I’ve been hearing about Highway Manor Brewing for a few months now, though one-man-show Johnnie Compton has been brewing at his space in Lower Allen Township since September. We finally had time to meet this week and chat about what he’s doing.
First I must temper your expectations — a taproom won’t be open until summer, likely, though plans include a rustic farmhouse-style tasting room plus outdoor space and –possibly– pour-your-own from his selection of four beers (you’d pay by the ounce), along with simple cheese boards for pairing.
I know. I’m excited about it too. Especially since this is so close to home base for me.
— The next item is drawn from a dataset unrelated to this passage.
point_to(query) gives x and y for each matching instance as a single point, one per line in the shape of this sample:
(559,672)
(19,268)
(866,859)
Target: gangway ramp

Johnnie’s been brewing for something close to 15 years. For much of this time, he’s just been doing it for himself, and after a chance meeting and bar-closing experience with Tom Peters, the owner of Monk’s Cafe, many years ago, he was introduced to the world of sours, gueuzes and saisons — Belgian-style beers known for funk and often, wild yeast strains.
In fact, Johnnie’s been self-inoculating for so long he’s essentially developed his own yeast strain — and thanks to support of family and friends — is now brewing beer on a larger scale. This month, he’ll be installing an 11-barrel brewing system, which will allow him to fill his stash of oak barrels, where these beers will age before being bottled and kegged.
Due to connections in New York City and Philadelphia — where beer drinkers have been exposed to this funky style brew for much longer — Highway Manor has been focusing first on events in Philadelphia (his first was a sour beer tasting earlier this month).
However, Johnnie promises me he’d like to participate in Harrisburg Beer Week, including partnering with local chefs for beer pairing or tasting events.
Highway Manor will offer four flagship beers to start.
»» Now is a good time for you to read this primer on wild ales that I wrote with help from Terry Hawbaker at Pizza Boy Brewing and Intangible Ales.
If you’re not familiar with dry, tart fruit beers, these will surprise you.
Mr Strawberry and Mr Blueberry are made with 50 lb of whole fruit in each batch. The fruit’s natural sugars are fermented away thanks to the handywork of Highway Manor’s house sour yeast, spending about 60 days in the barrel with the whole fruit. While the samples I tasted weren’t yet carbonated, the beers were bright yet delicate, lightly fruity yet fully dry.
Highway Manor’s Taste My Place is a Barrel Aged Golden Sour, also made with the Highway Manor sour yeast strain cultivated from Johnnie’s home in Perry County, a historic mansion dating back to 1840. This one “ages until ready,” and Johnnie said the first batch aged for about 100 days.
The SayJohn Saison Series also utilizes a house saison yeast before being aged about 45 days in a barrel. It’s pleasantly dry and lightly hopped.
As you’ll read here, blending is a large component in the creation of these beer styles. However, like Hawbaker’s “fluke” of Permasmile, Johnnie said the first few bottles of his to be released will not be blended because they were so good as is.